Gingrich and Co. aren't just wrong about the mosque. They're wrong about policy priorities. They should be considered no more reliable on the pressing issue of the day, restraining the leviathan of government, than Michael Moore should be trusted with dietary advice. There's a reason why widespread disgust at the way Obama and the Democrats are running the country has not translated into enthusiasm for the unprincipled "American values" stew of 21st-century Republicanism.

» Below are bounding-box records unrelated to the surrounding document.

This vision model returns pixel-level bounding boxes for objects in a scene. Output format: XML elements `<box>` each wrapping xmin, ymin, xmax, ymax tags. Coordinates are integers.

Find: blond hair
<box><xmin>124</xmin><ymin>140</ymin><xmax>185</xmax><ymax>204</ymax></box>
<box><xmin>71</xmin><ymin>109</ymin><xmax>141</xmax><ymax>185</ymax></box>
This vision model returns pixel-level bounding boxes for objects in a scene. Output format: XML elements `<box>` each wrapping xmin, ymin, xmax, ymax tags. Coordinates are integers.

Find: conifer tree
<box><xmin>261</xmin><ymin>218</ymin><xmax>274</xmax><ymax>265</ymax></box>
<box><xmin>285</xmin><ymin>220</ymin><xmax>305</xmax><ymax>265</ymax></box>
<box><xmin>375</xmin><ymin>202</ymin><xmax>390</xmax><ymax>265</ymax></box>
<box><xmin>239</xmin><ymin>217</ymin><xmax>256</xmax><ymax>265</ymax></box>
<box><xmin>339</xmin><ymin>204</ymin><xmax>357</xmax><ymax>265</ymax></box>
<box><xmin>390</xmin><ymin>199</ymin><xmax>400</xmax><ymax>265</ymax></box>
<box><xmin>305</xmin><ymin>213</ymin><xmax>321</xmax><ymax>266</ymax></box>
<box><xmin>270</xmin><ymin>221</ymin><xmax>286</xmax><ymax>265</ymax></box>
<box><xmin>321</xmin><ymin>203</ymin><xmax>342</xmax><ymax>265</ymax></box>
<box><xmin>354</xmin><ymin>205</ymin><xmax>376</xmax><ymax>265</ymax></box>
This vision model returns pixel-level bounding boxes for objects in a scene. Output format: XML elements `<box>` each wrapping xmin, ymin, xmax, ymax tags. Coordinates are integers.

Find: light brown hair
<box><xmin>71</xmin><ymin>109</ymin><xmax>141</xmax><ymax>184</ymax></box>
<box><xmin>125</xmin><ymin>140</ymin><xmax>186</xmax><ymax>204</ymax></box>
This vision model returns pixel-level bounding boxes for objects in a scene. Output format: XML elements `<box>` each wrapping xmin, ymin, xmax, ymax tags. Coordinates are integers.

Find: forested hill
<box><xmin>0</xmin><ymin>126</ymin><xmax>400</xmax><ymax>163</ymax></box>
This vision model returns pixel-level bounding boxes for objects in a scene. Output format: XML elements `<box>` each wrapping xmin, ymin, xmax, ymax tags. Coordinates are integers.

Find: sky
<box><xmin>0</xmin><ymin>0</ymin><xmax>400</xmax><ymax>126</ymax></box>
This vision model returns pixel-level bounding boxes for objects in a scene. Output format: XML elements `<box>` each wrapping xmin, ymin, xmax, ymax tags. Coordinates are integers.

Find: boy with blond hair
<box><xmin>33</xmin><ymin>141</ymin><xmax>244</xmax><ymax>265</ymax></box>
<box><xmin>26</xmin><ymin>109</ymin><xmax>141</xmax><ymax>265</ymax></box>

Enough already. Are you serious about understanding the problem of ever-expanding government, let alone taking concrete action to slash it before it slashes you? Then keep this issue of reason in a secure location, bust out the funny-looking glasses, and show it to any friends and loved ones interested in attacking problems that actually matter, rather than ones that make for pointless culture-war clashes in the run-up to an election. We're not just trying to scare you with 3D charts about the coming budgepocalypse; we're trying to arm you with very specific proposals for cutting extraneous programs that drag down the economy, butt into American lives, and self-propagate like cancer. There are uplifting tales from past victories, warning shots about future choices, and a whole lot of blood and gore. Our tongue is in our cheek, but only because the stakes are deadly serious.

Infinitely more serious, at any rate, than desiccated political husks trying to ride the great pendulum of American politics as it swings rightward. Republicans will do anything to win midterm elections except the right thing: spelling out, with both programmatic detail and philosophical conviction, how government is obstructing freedom, bankrupting the country, and impeding the great transition from top-down dictation to individual autonomy. Some day that transition will come to government. But only after we insist on it.